Title: Stochastic Subspace via Probabilistic Principal Component Analysis for Characterizing Model Error Show Chinese title

Title: 基于概率主成分分析的随机子空间用于表征模型误差

Abstract: This paper proposes a probabilistic model of subspaces based on the probabilistic principal component analysis (PCA). Given a sample of vectors in the embedding space -- commonly known as a snapshot matrix -- this method uses quantities derived from the probabilistic PCA to construct distributions of the sample matrix, as well as the principal subspaces. It is applicable to projection-based reduced-order modeling methods, such as proper orthogonal decomposition and related model reduction methods.
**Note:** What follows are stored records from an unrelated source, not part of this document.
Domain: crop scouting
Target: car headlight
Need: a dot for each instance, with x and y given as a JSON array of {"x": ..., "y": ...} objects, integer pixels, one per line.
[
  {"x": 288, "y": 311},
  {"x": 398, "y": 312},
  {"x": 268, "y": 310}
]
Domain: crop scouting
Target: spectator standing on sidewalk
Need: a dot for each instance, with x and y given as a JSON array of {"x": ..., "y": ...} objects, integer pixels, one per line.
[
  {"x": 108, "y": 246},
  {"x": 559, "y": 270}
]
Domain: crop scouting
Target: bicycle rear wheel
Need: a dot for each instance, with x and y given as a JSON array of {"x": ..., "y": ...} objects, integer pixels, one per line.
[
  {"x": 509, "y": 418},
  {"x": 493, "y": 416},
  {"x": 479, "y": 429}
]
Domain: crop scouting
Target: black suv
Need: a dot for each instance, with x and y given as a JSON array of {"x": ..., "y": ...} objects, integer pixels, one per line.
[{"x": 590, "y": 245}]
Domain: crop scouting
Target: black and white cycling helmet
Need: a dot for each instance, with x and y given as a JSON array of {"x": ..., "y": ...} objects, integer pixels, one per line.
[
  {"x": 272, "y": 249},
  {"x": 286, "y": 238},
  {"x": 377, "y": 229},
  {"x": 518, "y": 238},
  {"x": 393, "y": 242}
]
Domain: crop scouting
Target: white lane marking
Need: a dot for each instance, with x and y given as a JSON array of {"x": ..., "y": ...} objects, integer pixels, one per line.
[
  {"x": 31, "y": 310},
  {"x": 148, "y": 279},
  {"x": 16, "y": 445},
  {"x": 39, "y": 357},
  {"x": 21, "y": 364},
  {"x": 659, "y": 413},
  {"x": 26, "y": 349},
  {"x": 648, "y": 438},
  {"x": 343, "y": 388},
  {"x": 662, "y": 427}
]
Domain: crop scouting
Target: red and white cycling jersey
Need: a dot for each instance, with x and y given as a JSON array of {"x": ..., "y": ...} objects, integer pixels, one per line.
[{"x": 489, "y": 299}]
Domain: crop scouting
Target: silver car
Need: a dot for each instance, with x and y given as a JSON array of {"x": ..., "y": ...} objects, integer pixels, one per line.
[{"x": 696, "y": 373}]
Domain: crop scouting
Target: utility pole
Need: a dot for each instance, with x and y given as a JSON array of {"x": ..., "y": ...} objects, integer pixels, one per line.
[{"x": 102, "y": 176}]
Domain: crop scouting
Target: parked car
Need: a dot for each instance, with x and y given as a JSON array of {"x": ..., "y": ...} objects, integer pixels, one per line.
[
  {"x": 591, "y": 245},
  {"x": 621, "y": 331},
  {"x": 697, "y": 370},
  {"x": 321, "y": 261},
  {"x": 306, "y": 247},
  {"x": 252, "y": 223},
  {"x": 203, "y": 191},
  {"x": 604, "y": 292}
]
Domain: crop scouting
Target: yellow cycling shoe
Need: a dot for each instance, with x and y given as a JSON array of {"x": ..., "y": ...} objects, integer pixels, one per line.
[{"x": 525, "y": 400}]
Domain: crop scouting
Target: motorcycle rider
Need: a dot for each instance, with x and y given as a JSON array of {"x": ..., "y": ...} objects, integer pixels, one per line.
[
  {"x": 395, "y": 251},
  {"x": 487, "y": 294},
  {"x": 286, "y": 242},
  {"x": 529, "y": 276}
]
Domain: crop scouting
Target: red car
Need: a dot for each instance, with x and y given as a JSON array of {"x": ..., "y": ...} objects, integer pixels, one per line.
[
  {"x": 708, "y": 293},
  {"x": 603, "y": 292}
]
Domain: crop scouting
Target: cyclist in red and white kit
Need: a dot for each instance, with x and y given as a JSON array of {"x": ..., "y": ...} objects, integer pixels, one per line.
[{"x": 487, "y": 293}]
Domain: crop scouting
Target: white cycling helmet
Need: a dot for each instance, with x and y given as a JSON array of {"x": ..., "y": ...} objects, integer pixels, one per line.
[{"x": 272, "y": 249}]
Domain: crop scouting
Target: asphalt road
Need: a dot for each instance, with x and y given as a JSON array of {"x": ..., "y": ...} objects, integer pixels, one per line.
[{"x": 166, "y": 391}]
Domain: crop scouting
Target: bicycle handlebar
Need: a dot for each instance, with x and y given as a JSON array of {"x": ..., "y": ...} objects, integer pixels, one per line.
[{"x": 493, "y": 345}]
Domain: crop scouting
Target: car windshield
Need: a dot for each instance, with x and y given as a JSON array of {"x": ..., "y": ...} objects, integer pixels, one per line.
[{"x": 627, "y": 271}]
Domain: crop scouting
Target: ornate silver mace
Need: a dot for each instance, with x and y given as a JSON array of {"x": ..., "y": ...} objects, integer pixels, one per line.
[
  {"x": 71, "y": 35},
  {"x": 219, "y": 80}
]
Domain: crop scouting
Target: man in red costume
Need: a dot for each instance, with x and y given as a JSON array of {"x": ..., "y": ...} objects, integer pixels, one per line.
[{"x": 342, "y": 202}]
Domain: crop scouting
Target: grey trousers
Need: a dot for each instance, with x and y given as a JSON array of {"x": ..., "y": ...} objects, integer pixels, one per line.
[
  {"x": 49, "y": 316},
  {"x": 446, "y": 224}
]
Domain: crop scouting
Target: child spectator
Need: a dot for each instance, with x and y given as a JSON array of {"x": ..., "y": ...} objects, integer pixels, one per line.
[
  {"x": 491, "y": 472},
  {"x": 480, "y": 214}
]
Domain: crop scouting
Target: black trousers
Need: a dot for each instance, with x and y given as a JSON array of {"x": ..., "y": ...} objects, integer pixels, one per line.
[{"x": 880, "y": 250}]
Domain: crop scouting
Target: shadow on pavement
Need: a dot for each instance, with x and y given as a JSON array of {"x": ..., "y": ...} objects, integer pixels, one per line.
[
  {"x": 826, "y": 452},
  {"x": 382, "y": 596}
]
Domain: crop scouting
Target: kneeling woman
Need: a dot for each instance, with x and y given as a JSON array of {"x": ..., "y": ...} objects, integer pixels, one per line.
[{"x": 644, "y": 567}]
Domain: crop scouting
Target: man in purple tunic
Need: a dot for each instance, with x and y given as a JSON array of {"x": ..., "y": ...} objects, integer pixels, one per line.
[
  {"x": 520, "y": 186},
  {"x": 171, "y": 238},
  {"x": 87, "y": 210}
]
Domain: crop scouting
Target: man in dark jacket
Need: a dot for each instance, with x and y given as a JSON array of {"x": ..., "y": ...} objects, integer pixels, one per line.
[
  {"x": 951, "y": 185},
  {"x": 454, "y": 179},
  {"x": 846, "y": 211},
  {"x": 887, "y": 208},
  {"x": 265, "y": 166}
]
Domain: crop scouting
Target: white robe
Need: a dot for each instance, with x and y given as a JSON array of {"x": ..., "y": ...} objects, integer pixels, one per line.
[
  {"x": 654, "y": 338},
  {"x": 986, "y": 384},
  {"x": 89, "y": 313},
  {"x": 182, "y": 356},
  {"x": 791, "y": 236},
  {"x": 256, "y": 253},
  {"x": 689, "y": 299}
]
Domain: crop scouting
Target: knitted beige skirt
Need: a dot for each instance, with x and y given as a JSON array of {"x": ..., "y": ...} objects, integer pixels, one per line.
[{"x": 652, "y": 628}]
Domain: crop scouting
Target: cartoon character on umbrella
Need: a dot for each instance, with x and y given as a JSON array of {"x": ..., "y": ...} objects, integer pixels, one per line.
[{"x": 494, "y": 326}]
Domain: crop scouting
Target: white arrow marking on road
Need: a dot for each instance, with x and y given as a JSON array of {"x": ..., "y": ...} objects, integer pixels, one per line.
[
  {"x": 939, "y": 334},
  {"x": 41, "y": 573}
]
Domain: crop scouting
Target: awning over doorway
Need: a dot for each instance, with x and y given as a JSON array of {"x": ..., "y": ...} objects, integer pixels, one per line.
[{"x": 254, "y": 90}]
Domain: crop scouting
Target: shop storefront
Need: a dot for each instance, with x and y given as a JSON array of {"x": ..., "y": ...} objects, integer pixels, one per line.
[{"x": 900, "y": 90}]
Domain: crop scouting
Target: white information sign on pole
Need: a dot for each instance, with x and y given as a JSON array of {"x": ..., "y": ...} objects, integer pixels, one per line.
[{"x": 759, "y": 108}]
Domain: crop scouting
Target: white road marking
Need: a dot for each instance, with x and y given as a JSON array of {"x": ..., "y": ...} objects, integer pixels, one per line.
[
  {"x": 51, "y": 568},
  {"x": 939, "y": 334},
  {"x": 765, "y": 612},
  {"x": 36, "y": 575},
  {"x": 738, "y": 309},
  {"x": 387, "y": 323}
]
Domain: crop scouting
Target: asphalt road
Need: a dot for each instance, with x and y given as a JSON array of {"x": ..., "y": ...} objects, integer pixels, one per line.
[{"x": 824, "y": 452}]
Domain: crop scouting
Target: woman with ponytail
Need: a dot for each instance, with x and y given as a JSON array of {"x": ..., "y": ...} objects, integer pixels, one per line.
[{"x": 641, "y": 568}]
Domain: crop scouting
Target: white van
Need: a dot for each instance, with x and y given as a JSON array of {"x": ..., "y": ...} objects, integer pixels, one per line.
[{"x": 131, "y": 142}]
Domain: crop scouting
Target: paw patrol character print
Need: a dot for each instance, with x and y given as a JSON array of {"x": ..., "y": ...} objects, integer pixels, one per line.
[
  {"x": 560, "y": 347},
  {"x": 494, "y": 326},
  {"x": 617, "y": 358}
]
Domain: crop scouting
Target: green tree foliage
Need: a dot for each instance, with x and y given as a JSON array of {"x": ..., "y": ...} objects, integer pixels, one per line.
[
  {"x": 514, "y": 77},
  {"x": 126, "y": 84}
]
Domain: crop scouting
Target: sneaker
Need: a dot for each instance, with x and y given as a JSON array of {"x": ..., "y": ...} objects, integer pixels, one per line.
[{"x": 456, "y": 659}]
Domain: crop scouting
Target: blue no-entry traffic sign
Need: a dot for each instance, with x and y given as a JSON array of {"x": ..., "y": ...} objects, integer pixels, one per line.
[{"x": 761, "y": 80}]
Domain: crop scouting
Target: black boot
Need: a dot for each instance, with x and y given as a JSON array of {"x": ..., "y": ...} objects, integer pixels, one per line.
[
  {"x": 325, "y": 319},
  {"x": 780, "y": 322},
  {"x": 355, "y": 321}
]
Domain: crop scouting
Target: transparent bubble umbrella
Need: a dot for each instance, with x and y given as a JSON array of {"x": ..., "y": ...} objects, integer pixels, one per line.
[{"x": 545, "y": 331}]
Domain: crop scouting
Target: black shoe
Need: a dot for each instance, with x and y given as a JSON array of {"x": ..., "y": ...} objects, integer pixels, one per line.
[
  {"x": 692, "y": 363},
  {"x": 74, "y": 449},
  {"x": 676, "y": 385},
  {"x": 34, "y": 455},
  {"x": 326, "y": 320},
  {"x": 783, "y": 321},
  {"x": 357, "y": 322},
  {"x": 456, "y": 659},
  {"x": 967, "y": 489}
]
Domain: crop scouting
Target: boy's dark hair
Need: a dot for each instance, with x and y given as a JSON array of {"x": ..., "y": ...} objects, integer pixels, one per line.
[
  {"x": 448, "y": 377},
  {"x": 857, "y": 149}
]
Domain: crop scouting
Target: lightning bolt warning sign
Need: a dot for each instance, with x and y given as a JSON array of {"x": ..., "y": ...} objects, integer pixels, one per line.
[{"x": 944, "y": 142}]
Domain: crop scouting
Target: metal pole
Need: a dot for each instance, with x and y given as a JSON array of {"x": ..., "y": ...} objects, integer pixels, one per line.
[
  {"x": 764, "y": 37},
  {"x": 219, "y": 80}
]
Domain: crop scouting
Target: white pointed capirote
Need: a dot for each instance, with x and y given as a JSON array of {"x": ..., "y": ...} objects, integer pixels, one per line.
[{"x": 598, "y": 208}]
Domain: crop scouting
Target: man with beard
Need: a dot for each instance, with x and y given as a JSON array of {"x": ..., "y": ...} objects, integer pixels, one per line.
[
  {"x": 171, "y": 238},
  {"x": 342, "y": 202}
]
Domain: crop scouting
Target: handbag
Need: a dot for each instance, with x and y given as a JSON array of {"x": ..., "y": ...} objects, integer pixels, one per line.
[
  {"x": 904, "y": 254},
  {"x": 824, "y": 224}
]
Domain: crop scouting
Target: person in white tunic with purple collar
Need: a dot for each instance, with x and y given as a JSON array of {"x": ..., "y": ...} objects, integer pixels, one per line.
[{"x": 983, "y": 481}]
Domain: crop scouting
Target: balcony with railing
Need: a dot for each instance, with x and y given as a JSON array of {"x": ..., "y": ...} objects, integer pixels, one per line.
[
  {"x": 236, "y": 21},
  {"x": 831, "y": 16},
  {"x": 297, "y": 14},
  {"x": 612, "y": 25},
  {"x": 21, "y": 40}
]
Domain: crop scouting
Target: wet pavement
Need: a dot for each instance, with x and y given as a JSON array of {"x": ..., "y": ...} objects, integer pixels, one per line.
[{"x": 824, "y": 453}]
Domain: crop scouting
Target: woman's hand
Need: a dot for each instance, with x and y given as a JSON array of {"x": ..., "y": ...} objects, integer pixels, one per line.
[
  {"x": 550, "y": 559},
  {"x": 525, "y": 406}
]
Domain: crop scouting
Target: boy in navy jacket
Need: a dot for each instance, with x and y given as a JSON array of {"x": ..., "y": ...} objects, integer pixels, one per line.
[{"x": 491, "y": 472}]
The stochastic subspace thus constructed can be used, for example, to characterize model-form uncertainty in computational mechanics. The proposed method has multiple desirable properties: (1) it is naturally justified by the probabilistic PCA and has analytic forms for the induced random matrix models; (2) it satisfies linear constraints, such as boundary conditions of all kinds, by default; (3) it has only one hyperparameter, which significantly simplifies training; and (4) its algorithm is very easy to implement. We demonstrate the performance of the proposed method via several numerical examples in computational mechanics and structural dynamics. Show Chinese abstract

Abstract: 本文提出了一种基于概率主成分分析（PCA）的子空间概率模型。 给定嵌入空间中的向量样本——通常称为快照矩阵——该方法利用源自概率PCA的量来构造样本矩阵以及主要子空间的分布。 它适用于基于投影的降阶建模方法，如恰当正交分解及相关模型简化方法。 由此构建的随机子空间可以用于表征计算力学中的模型形式不确定性。 所提出的方法具有多个优点： (1) 它由概率PCA自然推导，并且对于由此诱导的随机矩阵模型具有解析形式；(2) 默认情况下，它可以满足线性约束，例如各种边界条件；(3) 它只有一个超参数，这显著简化了训练过程；(4) 其算法非常容易实现。 我们通过计算力学和结构动力学中的几个数值例子展示了所提出方法的性能。